Trouble seemed to follow Heinie Zimmerman around, with this May 22, 1915 Sporting Life tidbit about delinquent alimony payments comprising only one among many unpleasant incidents in an often ugly career. (One highlight: Zimmerman had a stretch in the summer of 1913 where he was ejected three times in five games). Mrs. Zimmerman was Helene Chasar, who married him in 1912, when she was just seventeen. She gave birth to their daughter a year later. By 1915, when she brought this lawsuit, she was reporting that Heinie had abandoned them, claiming that, though the Cubs paid him over $7,000 a year, his only financial contribution had been a five-dollar coin that he sent his daughter for Christmas. Their divorce was finalized in March of 1916.
"The Great Zim"
That following August, after nine-plus years as a Cub in Chicago (while there he'd distinguished himself with delightful antics like nearly blinding his teammate, Jimmy Sheckard, by throwing ammonia at his face) his team traded the strong-hitting Zimmerman (a New York native) to John McGraw's New York Giants. The next year the Giants went all the way to the World Series, where "The Great Zim" arguably botched a crucial rundown and drew the ire of Giants fans.

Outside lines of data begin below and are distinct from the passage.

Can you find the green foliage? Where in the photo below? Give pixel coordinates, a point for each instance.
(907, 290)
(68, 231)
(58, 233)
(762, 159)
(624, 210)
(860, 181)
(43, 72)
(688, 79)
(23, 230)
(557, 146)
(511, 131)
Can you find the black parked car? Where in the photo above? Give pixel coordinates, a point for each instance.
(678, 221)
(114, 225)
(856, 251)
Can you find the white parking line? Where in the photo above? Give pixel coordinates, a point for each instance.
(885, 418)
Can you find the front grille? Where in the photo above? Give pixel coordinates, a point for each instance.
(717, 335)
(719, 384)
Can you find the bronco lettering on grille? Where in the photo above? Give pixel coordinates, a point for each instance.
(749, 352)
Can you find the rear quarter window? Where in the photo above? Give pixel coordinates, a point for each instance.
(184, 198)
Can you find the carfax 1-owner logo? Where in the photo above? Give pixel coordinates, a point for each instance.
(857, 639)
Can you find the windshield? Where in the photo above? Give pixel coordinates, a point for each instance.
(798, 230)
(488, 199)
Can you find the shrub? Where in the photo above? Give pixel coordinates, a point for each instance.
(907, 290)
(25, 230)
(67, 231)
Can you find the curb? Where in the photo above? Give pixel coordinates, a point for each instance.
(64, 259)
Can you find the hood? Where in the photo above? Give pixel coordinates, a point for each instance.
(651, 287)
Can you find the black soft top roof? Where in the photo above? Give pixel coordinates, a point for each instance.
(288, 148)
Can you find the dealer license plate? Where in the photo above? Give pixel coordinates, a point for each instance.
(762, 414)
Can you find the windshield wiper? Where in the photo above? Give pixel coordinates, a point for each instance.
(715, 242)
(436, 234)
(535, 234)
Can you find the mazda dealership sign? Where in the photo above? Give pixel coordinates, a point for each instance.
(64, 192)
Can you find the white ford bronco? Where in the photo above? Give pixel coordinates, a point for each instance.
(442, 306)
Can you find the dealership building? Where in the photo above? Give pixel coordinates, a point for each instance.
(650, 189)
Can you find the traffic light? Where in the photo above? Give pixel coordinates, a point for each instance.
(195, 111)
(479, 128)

And then, on September 11th, 1919, Zimmerman approached Fred Toney, who was pitching for the Giants that evening, after the first inning, and suggested that delivering a less-than-stellar pitching performance would be "worth his while." And he didn't stop there, soon bullying (with the help of cohort and incessant gambler Hal Chase) a number of Giants players with similar suggestions to throw games. McGraw suspended him, and a few months later the legendary manager and pitcher Toney would testify to Zim's various misdeeds in court. Zimmerman never played Major League Baseball again.